Skyterra Nutrition at Home

Week Six: Celebration! Week

Week Six

Welcome to week six of Skyterra Nutrition at Home, your last week! This week is both nourishing and celebratory as we honor the time you’ve taken to slow down and focus on your nutrition.

A glimpse into this week’s lineup:

  1. Set the table at dinner
  2. Prepare a dessert
  3. Savor and celebrate
  4. Take yourself out to dinner
  5. Write a journal entry about this experience.

Mindful Eating Task

1. Set the table at dinner

Setting the table can be a game changer. Find what works for you and focus on sitting down for every dinner this week. First, sitting down is key as it creates more presence with the food and can provide immediate relaxation. Second, get creative with how you want to set the table. Think about ways to make your environment more enjoyable. Light candles, use nice china, pull out napkins or put on your favorite music.

Watch this video:

2. Prepare a dessert

The second Mindful Eating Task is meant to be exciting. Any day of the week, make the chocolate avocado mousse listed in the culinary task below, or prepare another favorite treat. If making the dessert below, add some whipped cream or different textured topping (e.g., nuts) to make it more interesting. Go back to the Mindful Eating Plate to experience and practice enjoying the dessert. Savor every bite. Take at least 10 minutes to eat the dessert and journal about your experience.


Culinary Task

3. Savor and celebrate

Make this chocolate avocado mousse to celebrate everything you’ve created over the past few weeks. Bon Appetit!


Nutrition Task

4. Take yourself out to dinner

One night this week, celebrate by taking yourself to a new restaurant or your favorite restaurant. Use the tools you’ve learned throughout this program to make the meal satisfying and enjoyable: mindful eating, recognizing hunger, and exploring fullness.

Watch this video:


Journal Task

5. Write a journal entry about this experience

Take a moment to look back at your intentions and goals from week one and check in on your progress. Encourage your mind to go to a positive space. How do you feel now? What do you notice about your relationship with food? How do you feel in your body? Do you recognize times of your day that you feel more confident with your food choices?

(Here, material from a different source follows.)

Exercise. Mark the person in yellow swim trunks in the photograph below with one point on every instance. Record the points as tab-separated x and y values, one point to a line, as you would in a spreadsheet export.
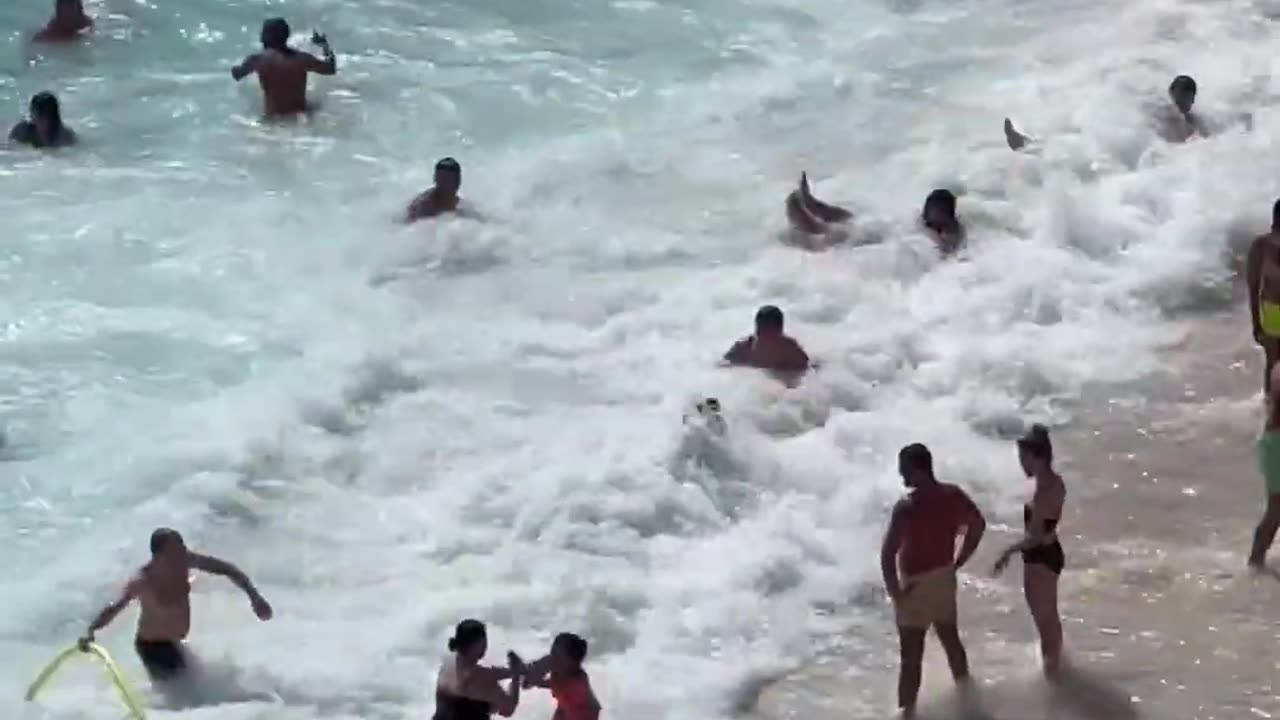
1262	273
1269	464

If you didn’t have as much progress as you intended, let it go. You can always restart this program, revisit any weekly tasks and double-up on certain tasks (e.g., mindful eating experience twice per week) to build habits. Take time to write about your experience and the notable blessings and challenges that presented themselves to you through this program.

Once you have added as much detail as you can conjure, write yourself a letter to be opened 60 days from now, reflecting on the progress, the blessings and the challenges to come. Offer yourself guidance, advice and inspiration for your journey ahead.